Revie: an undeniable impact on football

However, it would be both churlish and nonsense to allow these allegations to detract from Don Revie’s legacy in football. The man had nothing less than a sensational career and was certainly one of the pioneering men of that age, along with luminaries such as Matt Busby, Bill Shankly, Brian Clough, Jock Stein and Alf Ramsey. His attention to detail when it came to preparing his teams for games was second to none. Opponents were studied, and their key players’ strengths and weaknesses assessed, such that by the time Revie’s men took to the pitch they knew their opposition inside-out. It’s a template that has been copied by top managers all around the world ever since.

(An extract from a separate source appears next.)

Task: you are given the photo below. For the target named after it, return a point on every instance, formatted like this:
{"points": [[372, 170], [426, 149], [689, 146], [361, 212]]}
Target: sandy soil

Revie created one of the most close-knit, ‘family’ atmospheres that has ever existed at a professional football club, and then used that sense of ‘togetherness’ to further the club’s aim of being successful on the park. Johnny Giles once quipped: ‘if you kicked one Leeds player, you’d kicked all of us…’.

That’s exactly the mentality that Revie wanted to foster, and it made his teams even harder to play against. Getting professional players to regard the men with whom they were competing on a daily basis for a shirt in the club’s starting XI as ‘mates’ (for whom you would ‘go into battle’ on the pitch) is no easy thing to achieve.

Young sportsmen and women are raised into ultra-competitive environments where there is usually only one victor and many losers. When you add in the diverse personalities found in any club dressing-room, it is a testament to Don Revie’s man-management abilities that he successfully created such a tightly-bonded group for such a long period of time. Only a handful of men have done similar in British football and produced consistently productive teams like Revie did.

In conclusion

Don Revie was a great man, a giant of the game. Despite being a life-long, die-hard fan of one of his club’s most bitter rivals, Manchester United, I’ve thoroughly enjoyed researching and writing this series on his life in football. It was one heck of a life! I hope you’ve enjoyed reading it.

Love him or loathe him, Don Revie’s impact on English football was immense and cannot be ignored, even today, 30 years after his untimely passing.